James Allan, PI
Center for Intelligent Information Retrieval (CIIR)
College of Information and Computer Sciences
140 Governors Drive
University of Massachusetts Amherst
Amherst, MA 01003-9264
This research program will investigate and implement SearchIE, a search-based approach to information “extraction.” SearchIE will allow rapid, personalized, situational identification of types of objects or actions in text, where those types are likely to be useful for a complex search task. Modern search engines often provide some mechanism to indicate that a query keyword matches a document only if it occurs in the name of a person or in a location. To make that possible, annotators found and marked a large number of people names (for example) in text, a machine learning algorithm was applied to learn which low-level features are indicative of the name type, and then a resulting classifier for that type is run across the collection of documents. It is then possible to write a query that means "paris used as a person's name rather than a location." Unfortunately, the existing approaches do not serve searchers interested in novel, unanticipated types – for example, names of whaling ships, officers in Queen Victoria’s navy, local watering holes. Such examples cannot be handled currently because the classifiers need to be trained and run ahead of time, an expensive data labeling process that is too daunting for many search tasks. Since on-line information gathering almost always starts with search and frequently involves identifying items of interest in the found text, bringing these two together has the potential to change both substantially. The SearchIE approach makes it possible for someone to build personalized extractors contextualized by their topical interest. The research will surface new challenges that were not obvious in the traditional annotate-learn-tag approach for extraction. It will also sidestep the problem of globally training for local tasks, where ambiguity in features is removed when only locally relevant information is used.

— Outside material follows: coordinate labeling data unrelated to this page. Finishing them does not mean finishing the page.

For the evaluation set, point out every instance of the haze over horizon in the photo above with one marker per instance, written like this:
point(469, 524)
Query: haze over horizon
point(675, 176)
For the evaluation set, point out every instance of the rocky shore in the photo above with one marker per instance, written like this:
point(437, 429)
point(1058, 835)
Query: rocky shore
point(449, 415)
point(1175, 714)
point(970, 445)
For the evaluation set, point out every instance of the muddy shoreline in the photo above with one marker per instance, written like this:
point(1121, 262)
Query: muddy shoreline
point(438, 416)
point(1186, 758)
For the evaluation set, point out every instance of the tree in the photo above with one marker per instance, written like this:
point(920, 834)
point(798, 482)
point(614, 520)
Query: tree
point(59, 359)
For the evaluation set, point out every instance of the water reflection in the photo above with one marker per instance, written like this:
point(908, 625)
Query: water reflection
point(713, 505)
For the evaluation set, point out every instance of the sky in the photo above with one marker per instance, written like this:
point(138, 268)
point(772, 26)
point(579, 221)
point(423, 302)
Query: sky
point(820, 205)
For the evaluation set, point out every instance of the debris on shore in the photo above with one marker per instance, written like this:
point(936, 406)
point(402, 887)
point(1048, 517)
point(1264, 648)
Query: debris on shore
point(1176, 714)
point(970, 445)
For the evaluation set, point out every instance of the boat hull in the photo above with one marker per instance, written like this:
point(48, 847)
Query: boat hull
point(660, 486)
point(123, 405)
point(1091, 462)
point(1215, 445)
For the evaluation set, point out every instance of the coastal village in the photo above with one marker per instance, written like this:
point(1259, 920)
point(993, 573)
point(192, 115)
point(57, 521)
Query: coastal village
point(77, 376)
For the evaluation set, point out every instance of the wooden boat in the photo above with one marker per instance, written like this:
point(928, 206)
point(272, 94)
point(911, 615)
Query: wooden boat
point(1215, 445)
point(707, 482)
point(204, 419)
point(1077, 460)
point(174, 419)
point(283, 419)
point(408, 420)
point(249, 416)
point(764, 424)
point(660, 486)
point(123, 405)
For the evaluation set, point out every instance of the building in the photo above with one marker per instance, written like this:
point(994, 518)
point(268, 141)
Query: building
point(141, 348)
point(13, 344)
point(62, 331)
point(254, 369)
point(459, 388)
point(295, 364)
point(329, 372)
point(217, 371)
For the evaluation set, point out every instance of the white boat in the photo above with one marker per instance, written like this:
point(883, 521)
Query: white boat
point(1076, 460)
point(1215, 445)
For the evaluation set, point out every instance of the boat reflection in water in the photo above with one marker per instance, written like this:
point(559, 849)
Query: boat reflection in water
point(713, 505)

It does not appear that the information extraction task has ever been approached directly as a search task. SearchIE is unique in bringing an information retrieval (search) mindset to the extraction problem, providing new capabilities that are either impossible or extremely difficult in the traditional "annotate then detect" model of the problem. This project will investigate the fundamental issues raised by the SearchIE approach. What models can best integrate extraction and search in new setting where they can truly happen simultaneously? How can a searcher describe and edit a model for the types of interest? Can an interactively developed model be a springboard into a machine learned model and when is there enough information to do that? Does using topical context to limit the scope of extraction provide the expected accuracy gains using SearchIE's approach? What data structure modifications are needed to fully implement SearchIE so that it is efficient as well as effective? How well does this approach fare on additional standard test collections? Addressing the systems and algorithmic issues are fundamental problems that have the potential to greatly impact both search and extraction.